Un sogno per i genitori, entrambi quarantenni, che dopo numerosi tentativi sono riusciti ad avere il piccolo: “È una gioia immensa, un sogno che rincorrevamo da oltre dieci anni. Un primo tentativo fallito all’estero ci aveva fatto sperimentare le difficoltà, materiali e psicologiche, causate dalla necessità di recarsi in centri stranieri visto l’odioso divieto posto dalla legge 40. Abbiamo quindi atteso con trepidazione la sentenza della Consulta: non dimenticheremo mai quel giorno di aprile del 2014 che ha dato finalmente di nuovo il via libera in Italia alla Pma eterologa. Il progetto di genitorialità per noi così importante si è finalmente potuto realizzare nella nostra terra, non lontano dalla nostra casa immersa nel paesaggio dell’Etna, e soprattutto avvolti dal calore delle nostre famiglie”, hanno affermato.

“Il centro UMR-Hera di Catania – sottolinea Nino Guglielmino – si è sempre battuto a fianco delle associazioni dei pazienti che rappresentano le coppie infertili e sterili. Rimuovere gli ostacoli posti dalla legge 40 al loro progetto genitoriale è stato un duro impegno decennale a difesa di quello che la Corte Costituzionale ha ritenuto sia da ricondurre tra i diritti incoercibili della persona, oltre che rientrare nella tutela del diritto alla salute fisica e psichica. Un passo dopo l’altro, il diritto alla genitorialità ha vinto sui divieti e le contraddizioni di una legge palesemente incostituzionale. Bisogna adesso agire concretamente per inserire la PMA nei LEA – i Livelli Essenziali di Assistenza – e offrire servizi efficienti sul territorio. L’obiettivo, ora che possiamo mettere uno stop al turismo riproduttivo all’estero, è quello di ridurre, ed infine eliminare, la mobilità interregionale delle coppie, con l’obiettivo di raggiungere una nuova frontiera della medicina della riproduzione: la PMA a km 0, sia omologa che eterologa”.

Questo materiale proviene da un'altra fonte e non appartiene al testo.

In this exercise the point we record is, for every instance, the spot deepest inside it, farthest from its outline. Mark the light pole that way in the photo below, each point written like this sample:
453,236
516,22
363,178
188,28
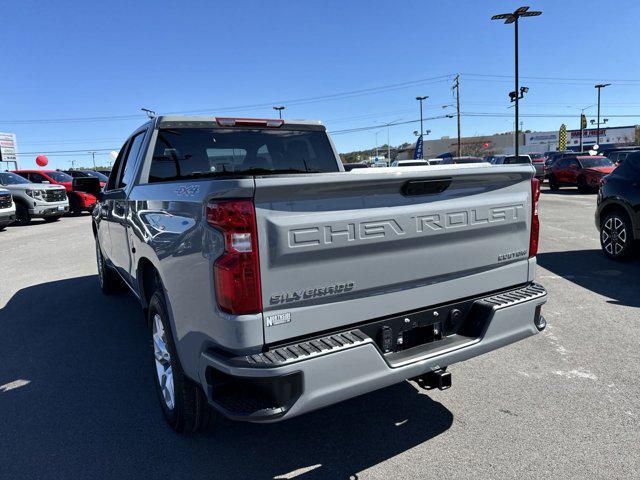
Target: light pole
150,113
581,123
279,109
389,137
513,18
600,86
93,157
420,99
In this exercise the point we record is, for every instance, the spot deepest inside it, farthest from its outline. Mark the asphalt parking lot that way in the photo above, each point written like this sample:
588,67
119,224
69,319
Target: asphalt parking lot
77,398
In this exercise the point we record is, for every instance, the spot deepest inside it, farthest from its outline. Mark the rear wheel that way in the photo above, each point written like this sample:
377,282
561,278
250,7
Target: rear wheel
616,236
183,403
23,217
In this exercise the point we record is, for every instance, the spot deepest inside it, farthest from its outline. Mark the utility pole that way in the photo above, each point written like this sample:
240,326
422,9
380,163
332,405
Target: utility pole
583,124
513,18
457,87
388,124
420,99
600,86
279,109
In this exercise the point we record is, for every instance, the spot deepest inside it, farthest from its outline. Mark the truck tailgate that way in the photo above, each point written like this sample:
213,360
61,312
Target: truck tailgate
340,248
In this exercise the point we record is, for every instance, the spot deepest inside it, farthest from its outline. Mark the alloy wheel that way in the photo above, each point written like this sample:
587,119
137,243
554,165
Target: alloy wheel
614,236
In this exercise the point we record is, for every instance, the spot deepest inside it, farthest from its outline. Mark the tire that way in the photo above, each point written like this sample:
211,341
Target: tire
23,217
582,185
183,403
109,280
616,235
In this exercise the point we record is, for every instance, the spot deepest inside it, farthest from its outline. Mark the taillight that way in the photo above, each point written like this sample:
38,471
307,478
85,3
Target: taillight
237,272
535,221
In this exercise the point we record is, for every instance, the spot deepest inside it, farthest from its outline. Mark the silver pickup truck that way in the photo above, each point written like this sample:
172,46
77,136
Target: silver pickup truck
274,283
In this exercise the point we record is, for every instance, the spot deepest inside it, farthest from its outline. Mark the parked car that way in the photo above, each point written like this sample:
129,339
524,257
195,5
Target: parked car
7,208
35,201
410,163
584,172
538,161
619,155
350,166
610,150
618,211
273,287
88,174
79,199
554,157
461,160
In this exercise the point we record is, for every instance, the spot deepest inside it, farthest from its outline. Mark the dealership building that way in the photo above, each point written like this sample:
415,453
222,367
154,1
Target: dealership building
502,144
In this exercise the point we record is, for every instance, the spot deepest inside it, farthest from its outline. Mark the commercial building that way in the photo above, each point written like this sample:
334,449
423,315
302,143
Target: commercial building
502,144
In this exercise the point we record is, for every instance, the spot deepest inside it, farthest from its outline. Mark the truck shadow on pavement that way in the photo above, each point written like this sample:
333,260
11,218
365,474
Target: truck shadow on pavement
77,400
592,270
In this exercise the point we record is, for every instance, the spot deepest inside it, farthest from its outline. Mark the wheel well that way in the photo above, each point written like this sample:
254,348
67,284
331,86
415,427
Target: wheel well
148,280
617,208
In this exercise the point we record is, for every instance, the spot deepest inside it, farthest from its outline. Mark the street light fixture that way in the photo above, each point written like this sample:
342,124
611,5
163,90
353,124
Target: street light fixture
388,125
420,99
513,18
585,122
279,109
599,87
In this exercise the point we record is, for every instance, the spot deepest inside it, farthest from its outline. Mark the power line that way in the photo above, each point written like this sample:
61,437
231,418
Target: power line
384,125
299,101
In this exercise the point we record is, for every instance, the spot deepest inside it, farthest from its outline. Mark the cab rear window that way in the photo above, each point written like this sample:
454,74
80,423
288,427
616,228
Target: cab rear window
183,153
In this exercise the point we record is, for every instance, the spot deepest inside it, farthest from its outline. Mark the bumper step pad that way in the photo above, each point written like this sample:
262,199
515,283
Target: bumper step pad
305,350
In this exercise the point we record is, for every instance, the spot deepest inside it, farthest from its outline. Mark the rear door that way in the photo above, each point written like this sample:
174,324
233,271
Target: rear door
338,249
120,253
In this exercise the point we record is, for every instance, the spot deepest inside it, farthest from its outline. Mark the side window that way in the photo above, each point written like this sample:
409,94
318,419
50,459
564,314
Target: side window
129,163
113,176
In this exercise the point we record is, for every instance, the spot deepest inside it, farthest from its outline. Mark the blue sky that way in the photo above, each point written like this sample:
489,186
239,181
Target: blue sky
74,61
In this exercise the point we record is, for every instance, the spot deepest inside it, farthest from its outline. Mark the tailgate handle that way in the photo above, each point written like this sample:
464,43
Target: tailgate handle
425,187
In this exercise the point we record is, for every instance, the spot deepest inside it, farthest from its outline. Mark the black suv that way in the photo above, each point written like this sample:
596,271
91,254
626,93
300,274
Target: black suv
618,212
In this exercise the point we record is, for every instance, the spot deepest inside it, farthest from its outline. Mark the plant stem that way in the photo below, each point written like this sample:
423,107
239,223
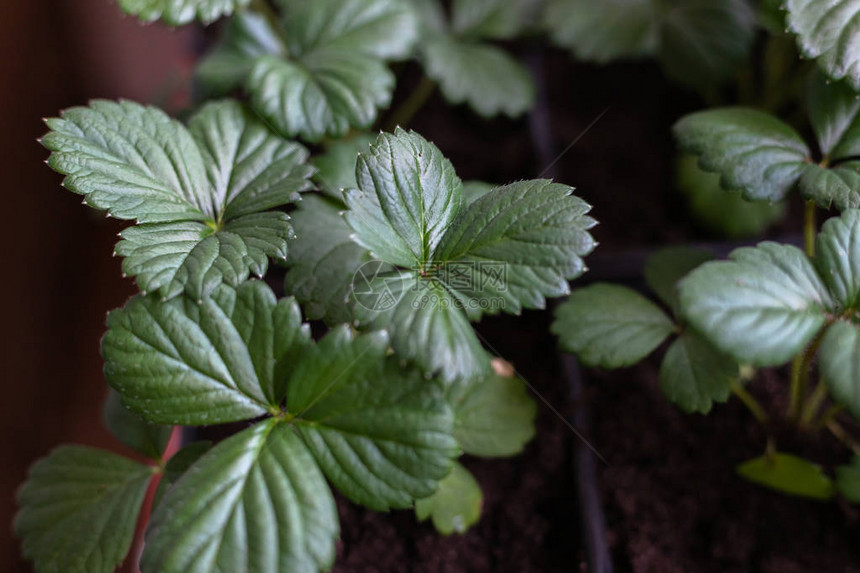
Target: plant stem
264,8
416,100
750,402
809,228
811,407
837,430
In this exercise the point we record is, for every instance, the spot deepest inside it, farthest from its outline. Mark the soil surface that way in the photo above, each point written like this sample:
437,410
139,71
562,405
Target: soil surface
672,500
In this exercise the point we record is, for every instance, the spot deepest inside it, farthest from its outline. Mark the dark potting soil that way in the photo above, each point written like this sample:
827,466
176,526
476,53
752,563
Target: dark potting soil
673,503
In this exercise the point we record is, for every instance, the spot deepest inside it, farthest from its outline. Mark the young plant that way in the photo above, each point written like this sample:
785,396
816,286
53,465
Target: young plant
398,265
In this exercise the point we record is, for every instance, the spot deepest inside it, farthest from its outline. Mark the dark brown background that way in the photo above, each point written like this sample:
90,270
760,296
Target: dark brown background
58,277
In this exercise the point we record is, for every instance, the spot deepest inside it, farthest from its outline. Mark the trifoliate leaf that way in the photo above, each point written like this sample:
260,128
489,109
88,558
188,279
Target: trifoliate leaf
456,505
323,261
247,36
848,480
505,251
79,509
497,19
833,108
179,12
840,364
132,430
340,91
788,474
408,196
827,30
701,42
478,74
720,211
221,360
334,75
381,434
669,265
761,307
610,326
474,190
694,374
336,167
494,415
838,257
200,191
753,152
603,31
838,187
177,465
516,245
427,323
256,502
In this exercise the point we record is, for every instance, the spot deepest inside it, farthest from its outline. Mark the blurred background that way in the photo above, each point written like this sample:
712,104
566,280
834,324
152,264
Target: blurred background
59,278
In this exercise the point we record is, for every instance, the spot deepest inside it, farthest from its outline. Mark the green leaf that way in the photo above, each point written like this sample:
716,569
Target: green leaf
323,97
494,415
456,505
224,359
426,321
610,326
381,434
761,307
132,430
515,246
703,41
480,75
839,186
603,31
336,167
200,191
694,374
407,196
848,480
323,261
720,211
667,266
256,503
788,474
247,36
833,108
507,250
840,364
179,12
838,258
753,152
335,76
827,30
771,15
177,465
79,510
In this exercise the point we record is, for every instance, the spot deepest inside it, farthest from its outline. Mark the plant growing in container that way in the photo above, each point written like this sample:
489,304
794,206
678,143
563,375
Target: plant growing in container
398,265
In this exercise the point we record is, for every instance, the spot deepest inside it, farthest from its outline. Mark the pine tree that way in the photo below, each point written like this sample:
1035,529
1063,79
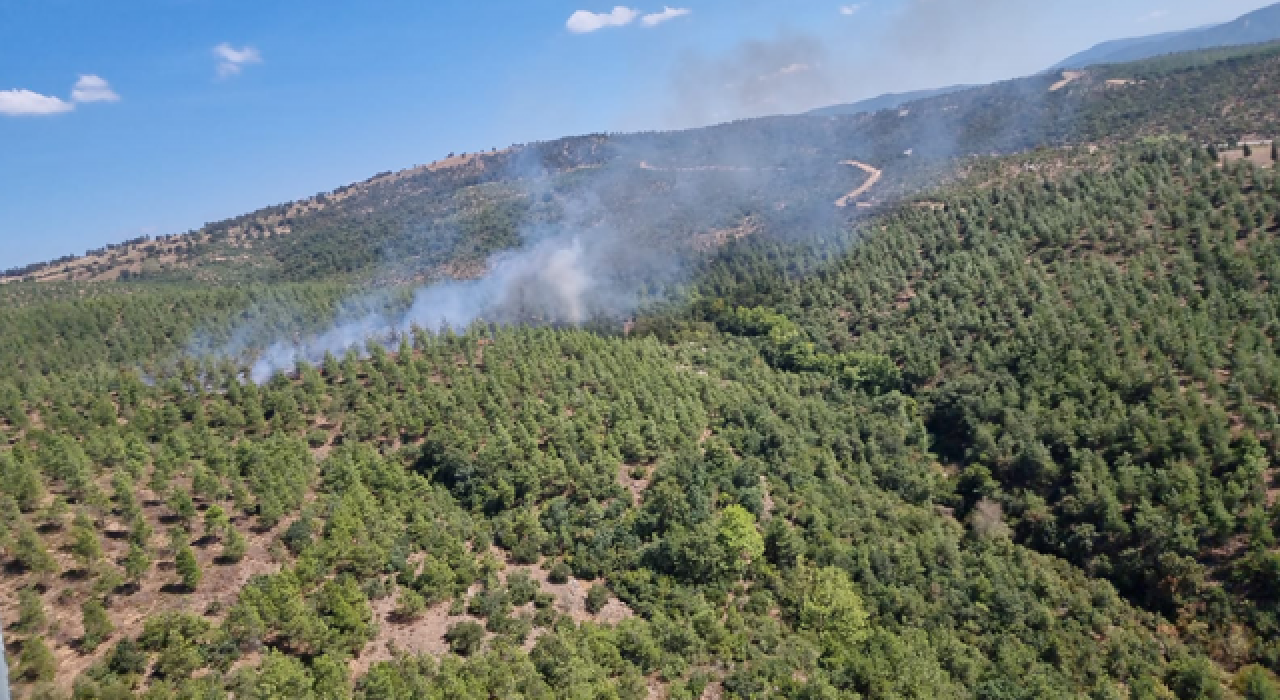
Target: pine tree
188,568
97,625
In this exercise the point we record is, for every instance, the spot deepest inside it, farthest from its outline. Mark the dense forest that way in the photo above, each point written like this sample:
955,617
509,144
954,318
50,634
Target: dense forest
1005,435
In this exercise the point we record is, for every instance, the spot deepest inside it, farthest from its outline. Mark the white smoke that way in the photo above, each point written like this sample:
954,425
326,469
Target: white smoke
548,282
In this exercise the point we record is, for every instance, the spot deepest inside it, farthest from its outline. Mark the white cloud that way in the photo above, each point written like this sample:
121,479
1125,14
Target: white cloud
91,88
584,22
24,103
232,60
664,15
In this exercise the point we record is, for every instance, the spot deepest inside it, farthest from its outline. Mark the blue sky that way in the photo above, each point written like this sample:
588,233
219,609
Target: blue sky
151,117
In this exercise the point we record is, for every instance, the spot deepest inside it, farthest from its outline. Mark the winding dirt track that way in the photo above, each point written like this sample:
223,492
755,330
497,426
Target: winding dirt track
862,190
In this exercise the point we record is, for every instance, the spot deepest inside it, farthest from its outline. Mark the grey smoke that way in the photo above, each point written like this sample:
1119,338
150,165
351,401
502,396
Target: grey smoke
758,77
548,282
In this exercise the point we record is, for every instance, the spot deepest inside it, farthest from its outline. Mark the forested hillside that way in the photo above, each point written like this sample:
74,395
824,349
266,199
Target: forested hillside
1009,435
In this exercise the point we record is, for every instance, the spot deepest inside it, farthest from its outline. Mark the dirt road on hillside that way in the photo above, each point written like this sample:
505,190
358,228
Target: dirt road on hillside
862,190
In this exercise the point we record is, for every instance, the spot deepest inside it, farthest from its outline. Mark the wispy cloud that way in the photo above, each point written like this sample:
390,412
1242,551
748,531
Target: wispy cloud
24,103
585,22
664,15
232,60
91,88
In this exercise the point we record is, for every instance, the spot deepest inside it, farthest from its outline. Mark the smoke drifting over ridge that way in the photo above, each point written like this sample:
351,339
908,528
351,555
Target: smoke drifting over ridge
548,282
588,264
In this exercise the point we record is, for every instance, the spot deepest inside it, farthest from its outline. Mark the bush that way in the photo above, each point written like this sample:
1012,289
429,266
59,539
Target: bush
597,598
97,626
560,573
37,662
465,637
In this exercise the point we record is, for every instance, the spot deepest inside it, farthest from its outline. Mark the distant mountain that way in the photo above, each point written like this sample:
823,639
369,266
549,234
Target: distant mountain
1256,27
891,100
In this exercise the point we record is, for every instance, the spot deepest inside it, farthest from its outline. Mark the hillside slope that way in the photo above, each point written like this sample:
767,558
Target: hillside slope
1257,27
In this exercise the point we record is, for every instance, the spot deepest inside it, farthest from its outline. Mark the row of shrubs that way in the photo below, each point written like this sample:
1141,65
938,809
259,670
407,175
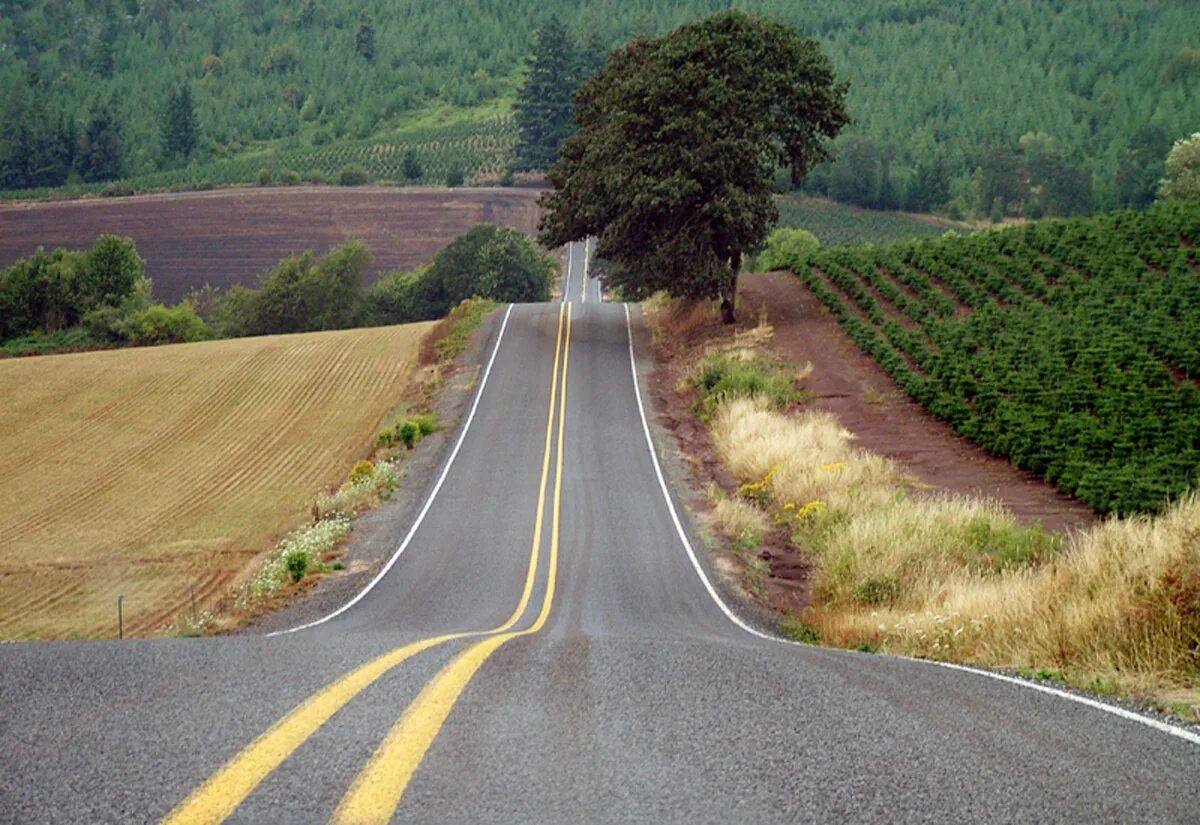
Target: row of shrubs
78,300
352,174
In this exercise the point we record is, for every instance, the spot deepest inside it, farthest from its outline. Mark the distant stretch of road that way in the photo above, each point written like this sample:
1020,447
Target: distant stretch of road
549,645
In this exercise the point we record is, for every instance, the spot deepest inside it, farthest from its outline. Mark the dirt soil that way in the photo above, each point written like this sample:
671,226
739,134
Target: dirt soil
864,398
885,420
231,236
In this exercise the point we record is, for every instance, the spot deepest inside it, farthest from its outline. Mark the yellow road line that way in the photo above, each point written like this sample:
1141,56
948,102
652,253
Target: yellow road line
225,790
379,787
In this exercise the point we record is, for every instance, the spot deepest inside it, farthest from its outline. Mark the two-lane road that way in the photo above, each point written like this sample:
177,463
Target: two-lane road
546,648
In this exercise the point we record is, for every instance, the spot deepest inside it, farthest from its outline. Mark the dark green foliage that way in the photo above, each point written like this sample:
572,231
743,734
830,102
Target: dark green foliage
352,175
835,224
364,37
672,166
925,74
101,152
411,167
65,300
489,262
301,294
180,131
297,562
1068,347
544,108
159,324
724,375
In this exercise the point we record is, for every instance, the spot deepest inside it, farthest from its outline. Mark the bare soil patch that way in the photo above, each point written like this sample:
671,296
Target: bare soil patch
885,420
149,473
867,401
231,236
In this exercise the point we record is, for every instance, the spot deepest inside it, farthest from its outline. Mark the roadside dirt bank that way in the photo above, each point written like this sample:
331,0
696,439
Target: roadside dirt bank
865,399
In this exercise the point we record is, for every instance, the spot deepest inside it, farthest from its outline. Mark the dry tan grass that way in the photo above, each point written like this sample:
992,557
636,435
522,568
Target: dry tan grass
735,517
149,471
1116,607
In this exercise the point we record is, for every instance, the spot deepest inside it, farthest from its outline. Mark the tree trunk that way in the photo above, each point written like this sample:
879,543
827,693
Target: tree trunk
730,294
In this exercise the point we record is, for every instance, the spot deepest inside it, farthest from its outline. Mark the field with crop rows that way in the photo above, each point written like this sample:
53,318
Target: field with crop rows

Un plauso anche da parte del deputato regionale Marco Forzese: “La grande notizia della prima nascita con fecondazione eterologa mi ha reso orgoglioso da catanese, ancorché da siciliano: è incredibile quali passi da gigante abbia fatto la scienza da qualche anno a questa parte”, ha dichiarato.

“Grande merito, comunque, va ai servizi sanitari della nostra regione, che hanno reso possibile tutto ciò, quasi a testimoniare che al di là degli ultimi “casi”, la sanità siciliana funziona. Ricordando, poi, il lavoro svolto dall’ex assessore Lucia Borsellino: è anche grazie a lei se oggi si è arrivati a questo traguardo, con l’auspicio di migliorare ulteriormente. Rivolgo i miei migliori auguri ai neogenitori”, ha concluso il deputato.